I've never had a specific breast feeding philosophy except that I knew I would if I could and what a glorious gift  -- a seemingly endless supply of milk and healthy healthy children.

Weaning. Now this is a bit more difficult. 

Attached to the milk is a mom and a child, nourishment and calm. Detaching that is painful. Sore swollen pain. Heart wrenching pain. Headache pain. Crying pain. Temper tantrum pain. Schedule pain. An ebb and flow interrupted. A course that is good and right and freeing for both mother and child but in the middle of the wean, I can't see straight. 

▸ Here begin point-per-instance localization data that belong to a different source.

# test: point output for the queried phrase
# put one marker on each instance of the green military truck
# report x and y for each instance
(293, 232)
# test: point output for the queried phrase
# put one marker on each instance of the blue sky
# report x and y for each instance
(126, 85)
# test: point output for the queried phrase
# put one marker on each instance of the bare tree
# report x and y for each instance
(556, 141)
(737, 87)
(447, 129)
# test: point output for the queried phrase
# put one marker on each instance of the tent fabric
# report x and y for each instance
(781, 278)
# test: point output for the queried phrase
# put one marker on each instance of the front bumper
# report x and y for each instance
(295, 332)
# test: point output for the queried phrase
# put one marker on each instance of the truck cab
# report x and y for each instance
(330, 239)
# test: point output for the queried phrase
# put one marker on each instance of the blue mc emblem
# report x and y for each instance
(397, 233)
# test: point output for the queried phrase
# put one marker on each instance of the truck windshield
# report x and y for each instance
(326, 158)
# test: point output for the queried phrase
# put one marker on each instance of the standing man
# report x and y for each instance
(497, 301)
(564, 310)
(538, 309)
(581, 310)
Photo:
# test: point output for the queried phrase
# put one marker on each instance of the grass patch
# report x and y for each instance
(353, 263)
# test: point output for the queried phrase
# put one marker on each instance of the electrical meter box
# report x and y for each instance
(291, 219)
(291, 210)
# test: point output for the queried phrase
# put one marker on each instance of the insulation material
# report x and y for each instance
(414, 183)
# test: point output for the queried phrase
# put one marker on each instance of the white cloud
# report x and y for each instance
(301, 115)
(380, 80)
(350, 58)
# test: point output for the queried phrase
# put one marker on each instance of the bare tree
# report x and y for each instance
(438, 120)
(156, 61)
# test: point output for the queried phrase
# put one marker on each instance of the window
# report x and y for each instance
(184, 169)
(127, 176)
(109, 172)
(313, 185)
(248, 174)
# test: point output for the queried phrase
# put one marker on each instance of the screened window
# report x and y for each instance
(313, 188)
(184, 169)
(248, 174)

The day seems to tarry on and on. I want bedtime to arrive because we haven't given up that feeding and when that feeding comes the headache, the sore and swollen, the built up energy and frustration all drain away and calm settles. 

It is the morning. The headache is already there. I don't know the connection except that William is making some rather harsh sounds and within my chest there is a push and pull and ebb and flow of blood and water and cells and calories, my body is refiguring and rearranging where to put that which was making milk. I am losing something and gaining another as is little -- okay not little at all -- William. 

We've discovered that William goes to sleep if George will wail away on the fiddle right there by the crib. So his wail is swallowed by another and at nap time, I don't feel like I know what to do. 

It will pass and the sweet calm and quiet of a weaned child will fill the room and the freedom from the deep emotional attachment gives way to William and I working together differently and better.